REGULATION OF SPERMATOGENESIS
The spermatogenic process is maintained by different intrinsic and extrinsic influences.
Intrinsic Regulation
Leydig cells secrete hormone (testosterone), neurotransmitters (neuroendocrine substances), and growth factors to neighboring Leydig cells, blood vessels, lamina propria of the seminiferous tubules, and Sertoli cells.5,36,45 They help maintain the nutrition of the Sertoli cells and the cells of the peritubular tissue and influence the contractility of myofibroblasts, thereby regulating the peristaltic movements of the seminiferous tubules and transportation of the spermatozoa. Leydig cells also help in the regulation of blood flow in the intertubular microvasculature.1 In addition, different growth factors are delivered from Sertoli cells and various germ cells participating in a complicated regulation of cell functions and developmental processes of germ cells. Altogether these factors represent an independent intratesticular regulation of spermatogenesis.
Extrinsic influences
The local regulation of spermatogenesis is controlled by the hypothalamus and hypophysis. Pulsatile secretion of gonadotropin-releasing hormone of the hypothalamus initiates the release of LH from the hypophysis; in response the Leydig cells produce testosterone. Testosterone not only influences spermatogenesis, but is also distributed throughout the body. It thus provides feedback to the hypophysis that regulates the secretory activity of Leydig cells. Stimulation of Sertoli cells by FSH is necessary for maturation of the germ cells. Complete qualitative spermatogenesis requires both FSH and LH. The interaction between the endocrine and paracrine mechanisms determines the functions within the testis.46–48 Inhibin secreted by Sertoli cells functions in the feedback mechanism directed to the hypophysis. These extratesticular influences are necessary for the regulation of intratesticular functions. Thus growth and differentiation of testicular germ cells involve a series of complex interactions between both somatic and germinal elements.47,49,50
IMMUNE STATUS OF THE TESTIS
The spermatozoa, late pachytene spermatocytes, and spermatids express unique antigens. These antigens are not formed until puberty; therefore, immune tolerance is not developed. The blood–testis barrier develops as these autoantigens develop. The testis is considered to be an immune-privileged site (i.e., transplanted foreign tissue can survive for a period of time without immunologic rejection). An immune surveillance is present in the testis and the epididymis, which shows an active immunoregulation to prevent autoimmune disease.51,52
DISTURBANCES OF SPERMATOGENESIS
Both proliferation and differentiation of the male germ cells and the intratesticular and extratesticular mechanisms regulating spermatogenesis can be disturbed. These disturbances may occur as a result of environmental influences or due to diseases that directly or indirectly affect spermatogenesis.53,54 Additionally, nutrition, therapeutic drugs, hormones and their metabolites, increased scrotal temperature, toxic substances, or x-radiation may reduce or destroy spermatogenesis. All these events can result in reduced spermatogenesis.

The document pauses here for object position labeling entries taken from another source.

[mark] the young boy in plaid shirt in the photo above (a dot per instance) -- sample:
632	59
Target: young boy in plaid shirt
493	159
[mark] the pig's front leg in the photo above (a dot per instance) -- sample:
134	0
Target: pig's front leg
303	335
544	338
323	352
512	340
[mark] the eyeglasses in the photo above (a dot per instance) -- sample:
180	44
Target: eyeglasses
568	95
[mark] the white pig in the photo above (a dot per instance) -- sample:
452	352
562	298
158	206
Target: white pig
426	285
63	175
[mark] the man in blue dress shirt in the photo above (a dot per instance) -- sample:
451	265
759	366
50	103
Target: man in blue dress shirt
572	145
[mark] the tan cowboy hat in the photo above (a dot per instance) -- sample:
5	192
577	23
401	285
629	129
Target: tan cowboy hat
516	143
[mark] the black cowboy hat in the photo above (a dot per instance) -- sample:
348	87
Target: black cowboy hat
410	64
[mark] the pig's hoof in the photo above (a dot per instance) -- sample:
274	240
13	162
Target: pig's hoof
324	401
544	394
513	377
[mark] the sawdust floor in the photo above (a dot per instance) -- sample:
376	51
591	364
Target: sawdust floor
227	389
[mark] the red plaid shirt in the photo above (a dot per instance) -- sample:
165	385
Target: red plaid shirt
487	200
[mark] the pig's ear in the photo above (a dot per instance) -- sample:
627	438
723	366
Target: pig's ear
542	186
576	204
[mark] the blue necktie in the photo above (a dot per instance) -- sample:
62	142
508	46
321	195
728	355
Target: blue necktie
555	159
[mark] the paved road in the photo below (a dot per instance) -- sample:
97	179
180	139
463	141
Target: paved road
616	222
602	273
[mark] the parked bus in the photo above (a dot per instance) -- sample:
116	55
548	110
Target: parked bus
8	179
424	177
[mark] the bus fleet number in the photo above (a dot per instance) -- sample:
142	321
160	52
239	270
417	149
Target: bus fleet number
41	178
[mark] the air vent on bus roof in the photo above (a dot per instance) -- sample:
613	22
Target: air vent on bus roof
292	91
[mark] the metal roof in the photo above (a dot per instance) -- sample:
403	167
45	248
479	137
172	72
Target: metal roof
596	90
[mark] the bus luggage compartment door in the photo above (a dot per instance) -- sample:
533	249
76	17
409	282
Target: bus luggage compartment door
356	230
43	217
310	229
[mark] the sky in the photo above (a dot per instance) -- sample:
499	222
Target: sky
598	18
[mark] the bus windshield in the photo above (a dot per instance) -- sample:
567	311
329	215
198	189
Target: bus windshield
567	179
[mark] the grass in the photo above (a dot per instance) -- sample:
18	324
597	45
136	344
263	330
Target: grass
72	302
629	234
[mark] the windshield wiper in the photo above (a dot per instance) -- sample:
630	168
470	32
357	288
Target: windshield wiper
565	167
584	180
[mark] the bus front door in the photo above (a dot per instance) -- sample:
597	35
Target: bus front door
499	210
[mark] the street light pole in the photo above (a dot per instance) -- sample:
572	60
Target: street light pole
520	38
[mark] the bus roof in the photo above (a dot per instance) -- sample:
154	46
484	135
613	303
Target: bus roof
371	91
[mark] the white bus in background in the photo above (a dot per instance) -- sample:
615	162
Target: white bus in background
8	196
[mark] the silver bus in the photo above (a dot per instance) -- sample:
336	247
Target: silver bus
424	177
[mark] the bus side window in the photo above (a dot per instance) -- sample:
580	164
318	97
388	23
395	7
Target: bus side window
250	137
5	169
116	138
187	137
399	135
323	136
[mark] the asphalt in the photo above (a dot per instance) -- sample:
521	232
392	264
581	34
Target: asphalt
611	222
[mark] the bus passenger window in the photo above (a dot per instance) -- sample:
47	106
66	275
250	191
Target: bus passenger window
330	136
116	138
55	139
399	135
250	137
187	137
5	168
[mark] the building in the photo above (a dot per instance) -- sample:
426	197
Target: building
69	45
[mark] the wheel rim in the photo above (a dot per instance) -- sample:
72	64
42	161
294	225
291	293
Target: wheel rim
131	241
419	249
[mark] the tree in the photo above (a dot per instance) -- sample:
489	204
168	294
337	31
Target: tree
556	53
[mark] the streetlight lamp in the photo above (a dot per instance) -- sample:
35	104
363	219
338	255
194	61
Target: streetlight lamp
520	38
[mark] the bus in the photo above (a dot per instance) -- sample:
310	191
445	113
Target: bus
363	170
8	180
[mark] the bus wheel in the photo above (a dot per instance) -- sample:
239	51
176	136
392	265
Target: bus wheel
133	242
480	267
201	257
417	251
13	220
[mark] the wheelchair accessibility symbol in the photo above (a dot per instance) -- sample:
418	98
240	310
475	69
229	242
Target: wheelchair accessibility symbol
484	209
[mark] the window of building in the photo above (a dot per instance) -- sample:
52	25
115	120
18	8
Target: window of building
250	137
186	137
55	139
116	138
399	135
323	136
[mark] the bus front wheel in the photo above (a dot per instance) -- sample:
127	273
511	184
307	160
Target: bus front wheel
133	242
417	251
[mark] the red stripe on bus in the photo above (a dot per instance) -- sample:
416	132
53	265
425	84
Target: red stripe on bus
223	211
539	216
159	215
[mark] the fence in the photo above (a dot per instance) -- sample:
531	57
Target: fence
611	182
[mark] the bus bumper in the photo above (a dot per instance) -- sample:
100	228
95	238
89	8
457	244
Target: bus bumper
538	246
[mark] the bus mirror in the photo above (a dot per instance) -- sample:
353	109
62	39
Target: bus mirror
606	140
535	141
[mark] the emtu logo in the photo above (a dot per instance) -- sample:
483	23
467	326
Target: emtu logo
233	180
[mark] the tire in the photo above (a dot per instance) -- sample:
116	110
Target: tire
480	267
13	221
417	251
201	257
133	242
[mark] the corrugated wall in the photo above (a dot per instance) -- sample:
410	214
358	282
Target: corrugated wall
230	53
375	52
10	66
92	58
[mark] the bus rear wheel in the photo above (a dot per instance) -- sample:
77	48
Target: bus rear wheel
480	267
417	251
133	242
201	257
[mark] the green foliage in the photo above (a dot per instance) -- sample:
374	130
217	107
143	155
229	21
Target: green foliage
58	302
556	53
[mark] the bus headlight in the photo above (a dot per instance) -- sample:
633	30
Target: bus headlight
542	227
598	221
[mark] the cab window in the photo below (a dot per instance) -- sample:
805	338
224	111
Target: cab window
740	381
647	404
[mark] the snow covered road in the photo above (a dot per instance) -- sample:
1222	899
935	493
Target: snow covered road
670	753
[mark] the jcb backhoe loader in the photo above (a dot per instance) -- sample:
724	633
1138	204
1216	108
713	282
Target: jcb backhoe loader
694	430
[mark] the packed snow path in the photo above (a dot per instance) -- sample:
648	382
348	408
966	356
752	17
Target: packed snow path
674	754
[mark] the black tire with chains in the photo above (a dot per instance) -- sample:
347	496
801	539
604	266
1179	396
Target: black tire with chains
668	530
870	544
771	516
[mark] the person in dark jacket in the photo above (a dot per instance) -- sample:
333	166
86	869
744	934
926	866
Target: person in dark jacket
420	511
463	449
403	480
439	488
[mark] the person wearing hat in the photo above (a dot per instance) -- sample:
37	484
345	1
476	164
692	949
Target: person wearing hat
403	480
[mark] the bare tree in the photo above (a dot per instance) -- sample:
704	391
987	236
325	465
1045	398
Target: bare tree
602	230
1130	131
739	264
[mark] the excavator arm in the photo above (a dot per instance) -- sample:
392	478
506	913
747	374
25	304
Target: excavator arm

SPERM TRANSPORT IN THE EPIDIDYMIS
The epididymis lies along the dorsolateral border of each testis. It is made up of the efferent ductules, which emanate from the rete testis, and the epididymal ducts (see Fig. 4-1). The epididymis opens into the vas deferens, which then passes through the inguinal canal into the peritoneal cavity and opens into the urethra adjacent to the prostate. The primary function of the epididymis is post-testicular maturation and storage of spermatozoa during their passage from the testis to the vas deferens. The epididymal epithelium is androgen-dependent and has both absorptive and secretory functions.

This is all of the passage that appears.